Bien au contraire. Le lien entre l’immobilier, la mobilité et l’infrastructure est puissant. De fortes interdépendances les unissent. Si l’on construit par exemple des logements pour 300 personnes, cela ne sera pas sans incidence sur la mobilité. Le nombre de personnes qui se rendent quotidiennement dans nos gares est supérieur à celui des voyageurs dans nos trains. On peut dire dès à présent que nous sommes une société ferroviaire et immobilière à la fois. De plus, l’argent que nous gagnons avec l’immobilier est réinjecté dans le système. Cela permet d’abaisser les coûts d’infrastructure et d’assainir la caisse de retraite.
Comment procédez-vous concrètement lorsqu’il s’agit d’étudier un projet?
Nous analysons le quartier et l’environnement sous toutes leurs coutures dans l’optique d’une affectation, tout en tenant compte des évolutions futures. Pour la mobilité, on se posera des questions, comme par exemple: y aura-t-il des véhicules autonomes? Si oui, que faut-il prévoir dans cette perspective sur le site? Cette synthèse entre les besoins actuels du quartier, les préoccupations urbaines et des thématiques futures est passionnante. À partir de ce travail, nous élaborons une vision de développement urbain, que nous soumettons très ouvertement aux autorités administratives et aux habitants. Dès le début, nous engageons
des échanges transparents avec les villes et nous tenons compte de leurs réactions. Nous passons assez rapidement un contrat d’urbanisation avec la ville. C’est une garantie pour les deux parties.
Par contre, si une municipalité n’adhère pas à un projet, nous préférons le rompre. Avec 160 projets dans les tuyaux et un horizon de projection à long terme, nous sommes dans une situation confortable pour privilégier tel projet et mettre tel autre en retrait en fonction des besoins.

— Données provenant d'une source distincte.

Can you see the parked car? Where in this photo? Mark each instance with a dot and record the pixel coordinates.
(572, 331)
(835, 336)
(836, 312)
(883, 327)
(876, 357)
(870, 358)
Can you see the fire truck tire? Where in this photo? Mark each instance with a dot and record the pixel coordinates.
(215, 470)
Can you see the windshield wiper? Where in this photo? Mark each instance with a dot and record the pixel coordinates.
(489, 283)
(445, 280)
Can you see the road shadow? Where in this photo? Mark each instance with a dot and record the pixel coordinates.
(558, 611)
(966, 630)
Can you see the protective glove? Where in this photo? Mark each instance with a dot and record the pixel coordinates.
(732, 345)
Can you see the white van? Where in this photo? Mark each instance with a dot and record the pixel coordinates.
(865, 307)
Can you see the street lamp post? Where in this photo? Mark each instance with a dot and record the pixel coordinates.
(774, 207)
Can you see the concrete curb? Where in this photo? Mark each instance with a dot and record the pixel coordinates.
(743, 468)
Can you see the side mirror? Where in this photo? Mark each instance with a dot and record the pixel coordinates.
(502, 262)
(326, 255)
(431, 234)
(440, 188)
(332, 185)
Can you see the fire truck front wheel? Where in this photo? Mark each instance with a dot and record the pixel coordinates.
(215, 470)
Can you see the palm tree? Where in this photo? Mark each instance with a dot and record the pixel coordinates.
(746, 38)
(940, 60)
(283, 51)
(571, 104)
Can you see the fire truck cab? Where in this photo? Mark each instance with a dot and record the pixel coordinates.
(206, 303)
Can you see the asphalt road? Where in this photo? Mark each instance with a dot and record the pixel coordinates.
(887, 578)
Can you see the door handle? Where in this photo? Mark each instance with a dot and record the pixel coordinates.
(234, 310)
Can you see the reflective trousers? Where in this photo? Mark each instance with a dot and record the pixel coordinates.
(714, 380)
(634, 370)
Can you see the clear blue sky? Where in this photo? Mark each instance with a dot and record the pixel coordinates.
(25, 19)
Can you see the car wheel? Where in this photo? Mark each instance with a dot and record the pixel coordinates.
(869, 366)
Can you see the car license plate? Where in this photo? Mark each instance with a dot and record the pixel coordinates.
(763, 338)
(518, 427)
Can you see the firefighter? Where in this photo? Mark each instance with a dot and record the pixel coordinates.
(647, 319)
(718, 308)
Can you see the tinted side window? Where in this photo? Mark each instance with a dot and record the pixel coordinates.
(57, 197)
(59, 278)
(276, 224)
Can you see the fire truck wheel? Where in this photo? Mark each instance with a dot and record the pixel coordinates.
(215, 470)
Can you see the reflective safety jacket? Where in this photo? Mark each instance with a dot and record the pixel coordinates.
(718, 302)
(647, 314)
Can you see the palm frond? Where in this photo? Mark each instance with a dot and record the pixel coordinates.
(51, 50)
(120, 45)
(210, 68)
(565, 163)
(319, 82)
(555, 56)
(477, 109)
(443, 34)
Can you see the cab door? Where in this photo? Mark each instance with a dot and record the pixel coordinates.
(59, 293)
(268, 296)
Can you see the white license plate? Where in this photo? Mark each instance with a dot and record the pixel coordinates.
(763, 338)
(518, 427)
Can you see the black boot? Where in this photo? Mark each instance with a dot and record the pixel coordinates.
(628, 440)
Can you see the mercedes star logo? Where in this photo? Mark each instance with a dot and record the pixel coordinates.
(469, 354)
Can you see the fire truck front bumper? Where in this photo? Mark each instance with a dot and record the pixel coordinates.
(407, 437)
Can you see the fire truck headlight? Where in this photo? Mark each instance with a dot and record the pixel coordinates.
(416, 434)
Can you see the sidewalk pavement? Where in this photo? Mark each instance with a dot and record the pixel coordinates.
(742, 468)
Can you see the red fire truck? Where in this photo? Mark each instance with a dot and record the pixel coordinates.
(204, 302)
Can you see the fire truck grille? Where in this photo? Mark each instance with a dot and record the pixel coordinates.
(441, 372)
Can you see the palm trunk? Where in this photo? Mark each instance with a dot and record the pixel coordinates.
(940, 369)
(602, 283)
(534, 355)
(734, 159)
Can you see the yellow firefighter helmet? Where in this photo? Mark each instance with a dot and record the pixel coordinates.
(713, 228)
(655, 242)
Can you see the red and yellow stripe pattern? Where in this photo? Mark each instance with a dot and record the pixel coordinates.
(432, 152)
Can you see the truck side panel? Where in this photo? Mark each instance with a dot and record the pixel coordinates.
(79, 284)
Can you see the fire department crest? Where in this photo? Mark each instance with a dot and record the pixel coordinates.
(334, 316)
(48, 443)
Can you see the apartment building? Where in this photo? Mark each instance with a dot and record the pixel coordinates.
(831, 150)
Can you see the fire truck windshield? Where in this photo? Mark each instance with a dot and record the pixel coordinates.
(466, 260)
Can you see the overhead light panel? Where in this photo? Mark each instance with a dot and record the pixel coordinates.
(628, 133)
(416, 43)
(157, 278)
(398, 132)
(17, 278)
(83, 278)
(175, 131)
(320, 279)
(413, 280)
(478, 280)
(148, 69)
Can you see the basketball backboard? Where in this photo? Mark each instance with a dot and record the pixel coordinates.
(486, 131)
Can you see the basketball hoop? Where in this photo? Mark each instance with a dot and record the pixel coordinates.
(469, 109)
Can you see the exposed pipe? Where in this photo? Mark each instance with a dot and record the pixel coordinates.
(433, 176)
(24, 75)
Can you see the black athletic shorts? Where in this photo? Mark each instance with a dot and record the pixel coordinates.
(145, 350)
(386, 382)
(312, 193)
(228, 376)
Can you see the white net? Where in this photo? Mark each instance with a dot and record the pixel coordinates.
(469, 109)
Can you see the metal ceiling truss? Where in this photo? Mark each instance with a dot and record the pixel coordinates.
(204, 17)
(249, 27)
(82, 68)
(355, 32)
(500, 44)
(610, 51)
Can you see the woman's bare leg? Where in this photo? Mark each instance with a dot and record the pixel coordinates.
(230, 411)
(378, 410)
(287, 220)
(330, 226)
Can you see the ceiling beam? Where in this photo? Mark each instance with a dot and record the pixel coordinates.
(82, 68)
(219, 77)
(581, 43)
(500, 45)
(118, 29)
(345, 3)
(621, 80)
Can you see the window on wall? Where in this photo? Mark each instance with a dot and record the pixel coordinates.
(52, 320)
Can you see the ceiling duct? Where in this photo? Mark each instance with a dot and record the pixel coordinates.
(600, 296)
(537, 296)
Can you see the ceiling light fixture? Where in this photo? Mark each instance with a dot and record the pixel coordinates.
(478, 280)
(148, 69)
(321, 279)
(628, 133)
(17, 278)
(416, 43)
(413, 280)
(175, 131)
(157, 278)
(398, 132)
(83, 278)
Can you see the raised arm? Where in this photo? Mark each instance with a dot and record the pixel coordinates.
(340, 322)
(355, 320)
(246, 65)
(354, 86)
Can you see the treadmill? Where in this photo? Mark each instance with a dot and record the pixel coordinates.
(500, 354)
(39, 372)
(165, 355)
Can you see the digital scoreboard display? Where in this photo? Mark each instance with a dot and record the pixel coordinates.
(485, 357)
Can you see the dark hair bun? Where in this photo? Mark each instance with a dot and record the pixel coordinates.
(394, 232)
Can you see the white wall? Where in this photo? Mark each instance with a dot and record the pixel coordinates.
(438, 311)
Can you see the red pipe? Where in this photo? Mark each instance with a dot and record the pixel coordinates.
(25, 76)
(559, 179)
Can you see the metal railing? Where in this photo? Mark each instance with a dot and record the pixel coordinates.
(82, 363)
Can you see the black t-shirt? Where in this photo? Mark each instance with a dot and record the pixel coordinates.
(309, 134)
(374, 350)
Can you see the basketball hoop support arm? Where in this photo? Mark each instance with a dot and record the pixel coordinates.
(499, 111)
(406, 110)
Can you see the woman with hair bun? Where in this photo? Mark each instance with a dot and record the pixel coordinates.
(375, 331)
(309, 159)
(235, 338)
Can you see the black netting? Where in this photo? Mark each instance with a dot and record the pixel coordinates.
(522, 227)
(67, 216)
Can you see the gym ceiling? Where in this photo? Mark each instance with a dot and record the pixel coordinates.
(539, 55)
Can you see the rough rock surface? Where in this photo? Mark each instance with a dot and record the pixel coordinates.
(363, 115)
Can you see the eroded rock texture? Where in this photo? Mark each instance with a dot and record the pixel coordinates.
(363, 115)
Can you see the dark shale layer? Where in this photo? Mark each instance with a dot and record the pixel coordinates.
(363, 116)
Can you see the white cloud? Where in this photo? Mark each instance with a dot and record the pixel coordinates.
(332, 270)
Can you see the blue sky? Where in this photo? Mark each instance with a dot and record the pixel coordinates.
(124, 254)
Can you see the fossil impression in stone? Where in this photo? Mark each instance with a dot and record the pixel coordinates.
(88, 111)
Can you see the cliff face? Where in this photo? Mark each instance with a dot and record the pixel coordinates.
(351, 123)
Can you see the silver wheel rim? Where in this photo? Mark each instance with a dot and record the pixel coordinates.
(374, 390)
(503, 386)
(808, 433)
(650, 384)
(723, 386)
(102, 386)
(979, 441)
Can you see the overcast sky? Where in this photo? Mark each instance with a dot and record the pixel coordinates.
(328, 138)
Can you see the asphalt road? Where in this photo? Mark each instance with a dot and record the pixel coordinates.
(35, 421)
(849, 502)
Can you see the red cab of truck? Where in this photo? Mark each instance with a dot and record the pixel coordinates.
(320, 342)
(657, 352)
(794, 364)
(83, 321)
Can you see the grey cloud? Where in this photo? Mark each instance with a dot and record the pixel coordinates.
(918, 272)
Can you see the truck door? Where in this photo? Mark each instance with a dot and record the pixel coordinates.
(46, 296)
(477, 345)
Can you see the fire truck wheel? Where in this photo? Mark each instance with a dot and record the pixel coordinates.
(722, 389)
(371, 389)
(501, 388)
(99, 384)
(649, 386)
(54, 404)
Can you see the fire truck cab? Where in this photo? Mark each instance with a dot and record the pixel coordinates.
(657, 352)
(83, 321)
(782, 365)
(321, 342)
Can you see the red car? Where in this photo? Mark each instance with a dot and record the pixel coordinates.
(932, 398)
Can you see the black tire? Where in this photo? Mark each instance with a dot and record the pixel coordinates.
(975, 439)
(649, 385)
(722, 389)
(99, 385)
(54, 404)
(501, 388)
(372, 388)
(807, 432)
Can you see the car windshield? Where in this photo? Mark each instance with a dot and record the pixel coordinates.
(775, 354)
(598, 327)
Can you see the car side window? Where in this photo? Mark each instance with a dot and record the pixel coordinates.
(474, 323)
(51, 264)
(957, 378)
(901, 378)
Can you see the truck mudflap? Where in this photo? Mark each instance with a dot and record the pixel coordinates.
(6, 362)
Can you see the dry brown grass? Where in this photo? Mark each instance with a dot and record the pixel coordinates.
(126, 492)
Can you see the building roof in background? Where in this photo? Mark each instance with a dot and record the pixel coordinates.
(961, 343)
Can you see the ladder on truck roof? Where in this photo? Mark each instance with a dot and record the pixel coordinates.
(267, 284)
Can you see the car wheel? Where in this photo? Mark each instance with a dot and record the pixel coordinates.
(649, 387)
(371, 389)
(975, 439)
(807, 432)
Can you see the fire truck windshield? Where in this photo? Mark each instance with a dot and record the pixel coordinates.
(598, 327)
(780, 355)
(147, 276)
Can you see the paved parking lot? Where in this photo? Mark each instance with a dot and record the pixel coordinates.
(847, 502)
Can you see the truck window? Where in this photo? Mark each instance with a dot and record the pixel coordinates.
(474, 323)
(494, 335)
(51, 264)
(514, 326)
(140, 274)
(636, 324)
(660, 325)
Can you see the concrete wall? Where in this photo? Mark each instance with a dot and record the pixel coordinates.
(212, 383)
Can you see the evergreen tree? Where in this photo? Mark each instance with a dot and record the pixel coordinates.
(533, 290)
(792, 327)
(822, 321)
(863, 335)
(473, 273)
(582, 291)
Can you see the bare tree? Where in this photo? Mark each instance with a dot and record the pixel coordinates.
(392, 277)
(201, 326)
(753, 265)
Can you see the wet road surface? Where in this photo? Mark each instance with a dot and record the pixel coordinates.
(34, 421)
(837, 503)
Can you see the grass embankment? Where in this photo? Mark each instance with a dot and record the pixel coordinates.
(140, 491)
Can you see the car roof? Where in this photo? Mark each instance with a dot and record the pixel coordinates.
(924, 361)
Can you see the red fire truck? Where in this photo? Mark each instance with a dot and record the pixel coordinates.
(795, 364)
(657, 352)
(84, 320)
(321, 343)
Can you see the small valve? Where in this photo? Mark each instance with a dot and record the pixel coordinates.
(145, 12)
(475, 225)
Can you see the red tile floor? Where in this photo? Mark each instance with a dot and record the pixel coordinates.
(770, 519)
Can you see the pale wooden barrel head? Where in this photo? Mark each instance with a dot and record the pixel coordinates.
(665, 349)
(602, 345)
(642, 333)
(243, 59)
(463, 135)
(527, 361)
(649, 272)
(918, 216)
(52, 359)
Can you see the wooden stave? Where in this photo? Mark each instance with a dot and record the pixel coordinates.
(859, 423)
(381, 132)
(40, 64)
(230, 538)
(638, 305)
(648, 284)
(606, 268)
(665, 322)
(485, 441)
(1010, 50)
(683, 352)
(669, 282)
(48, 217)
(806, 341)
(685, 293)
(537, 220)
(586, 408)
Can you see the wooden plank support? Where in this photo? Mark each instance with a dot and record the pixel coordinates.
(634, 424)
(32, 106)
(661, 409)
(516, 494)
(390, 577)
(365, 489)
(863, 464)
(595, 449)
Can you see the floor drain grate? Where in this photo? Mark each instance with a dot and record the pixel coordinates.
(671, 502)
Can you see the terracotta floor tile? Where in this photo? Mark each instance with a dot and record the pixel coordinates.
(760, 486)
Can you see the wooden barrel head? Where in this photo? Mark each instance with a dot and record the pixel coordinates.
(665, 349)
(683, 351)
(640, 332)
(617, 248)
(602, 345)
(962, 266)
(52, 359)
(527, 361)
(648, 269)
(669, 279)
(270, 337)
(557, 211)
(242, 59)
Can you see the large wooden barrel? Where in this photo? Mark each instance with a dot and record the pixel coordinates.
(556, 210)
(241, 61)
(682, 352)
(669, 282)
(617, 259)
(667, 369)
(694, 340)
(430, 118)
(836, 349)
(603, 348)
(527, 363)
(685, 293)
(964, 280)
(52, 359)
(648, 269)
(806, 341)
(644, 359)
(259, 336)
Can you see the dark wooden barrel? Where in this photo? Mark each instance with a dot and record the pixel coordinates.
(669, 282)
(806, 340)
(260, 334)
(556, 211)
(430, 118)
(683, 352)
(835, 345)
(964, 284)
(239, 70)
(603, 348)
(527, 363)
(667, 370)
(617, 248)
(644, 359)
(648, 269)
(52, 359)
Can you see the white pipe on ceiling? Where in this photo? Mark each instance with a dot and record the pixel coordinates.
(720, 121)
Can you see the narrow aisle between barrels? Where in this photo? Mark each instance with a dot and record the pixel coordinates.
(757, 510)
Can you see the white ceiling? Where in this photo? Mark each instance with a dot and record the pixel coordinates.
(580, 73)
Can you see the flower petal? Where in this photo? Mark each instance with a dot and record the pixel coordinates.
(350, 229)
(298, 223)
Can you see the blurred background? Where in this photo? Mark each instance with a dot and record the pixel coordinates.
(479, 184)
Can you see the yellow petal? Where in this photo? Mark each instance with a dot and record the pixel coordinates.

Avec une dizaine d’années d’activité et environ 150 projets à l’heure actuelle, avez-vous développé des procédures standard que vous pouvez mettre en œuvre?
Divers éléments ont été standardisés. Auparavant, de telles procédures étaient appliquées pour la phase construction uniquement, avec des listes de contrôle pour les responsables de projet. Aujourd’hui, cette phase démarre beaucoup plus tôt. Nous évaluons un projet à partir de différents critères comme l’importance, la situation, ou encore l’exposition politique, et choisissons ensuite une procédure et des standards appropriés. Depuis six ans environ, le service «développement» compte deux unités: le développement stratégique, qui intervient dans le cadre du projet jusqu’à la phase de clôture du concours, et le développement plutôt opérationnel pour la réalisation. Ces deux phases ne font pas appel aux mêmes compétences. C’est un système parfaitement rodé.
Pour la mise en œuvre, nous attachons de l’importance à des procédures comportant des variantes, que ce soit par le biais d’un concours ou d’un mandat d’étude. Les résultats sont ensuite évalués à l’aide d’une grille bien définie, qui doit fournir un repère au jury. Cette grille peut intégrer des aspects comme l’urbanisation et la rentabilité par exemple. Les coûts liés au cycle de vie sont donc pris en considération dès ce stade. Chaque projet doit être rentable à son niveau, mais pas toujours dans les mêmes proportions.
Nous avons évoqué l’exposition politique pour certains sites. Comment procédez-vous avec ces terrains?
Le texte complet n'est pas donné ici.